Am I making a mistake? Or am I right and the problem with this construction lies elsewhere (like maybe in the fact that resulting class function $$F$$ will have free parameters).

• Try writing down in detail how you'll "use recursion" to define an $F$ satisfying that recursive equation. $\mathsf{ZFC}$ lets you carry out some recursive constructions, but not all - and this is one which it does not permit. May 6, 2021 at 23:39
• I explained this in the second part of my answer to mathoverflow.net/questions/87238 ; start reading at the 7th sentence, "What goes wrong if you try to define, in the language of ZFC, this notion of truth (or satisfaction) in the universe?" May 6, 2021 at 23:44

Thanks to @NoahSchweber and @AndreasBlass for their comments. Following Andreas's mathoverflow post, the truth of $$\forall x \phi(x)$$ depends on $$\phi(x)$$ for class-many values $$x$$.

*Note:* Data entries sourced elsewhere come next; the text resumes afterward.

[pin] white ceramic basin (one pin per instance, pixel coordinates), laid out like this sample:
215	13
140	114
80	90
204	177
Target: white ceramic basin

Suppose we are using godel numbering to index formulas by elements of $$\omega.$$ If we were to try to define the class function giving truth $$F$$ recursively by the equation given in my question, we would have to construct a relation $$R$$ on the set $$\omega\times V^{\omega}$$ of formula-valuation pairs such that evaluating $$F$$ at an element of $$\omega\times V^{\omega}$$ is only dependent on $$F$$ at previous values under the relation $$R,$$ and such that $$R$$ is set-like, meaning that the collection of predecessors of any element under $$R$$ forms a set. However, because the the truth of a formula with unrestricted quantification is dependent on the truth of class-many valuations, such a relation $$R$$ cannot possibly be set-like.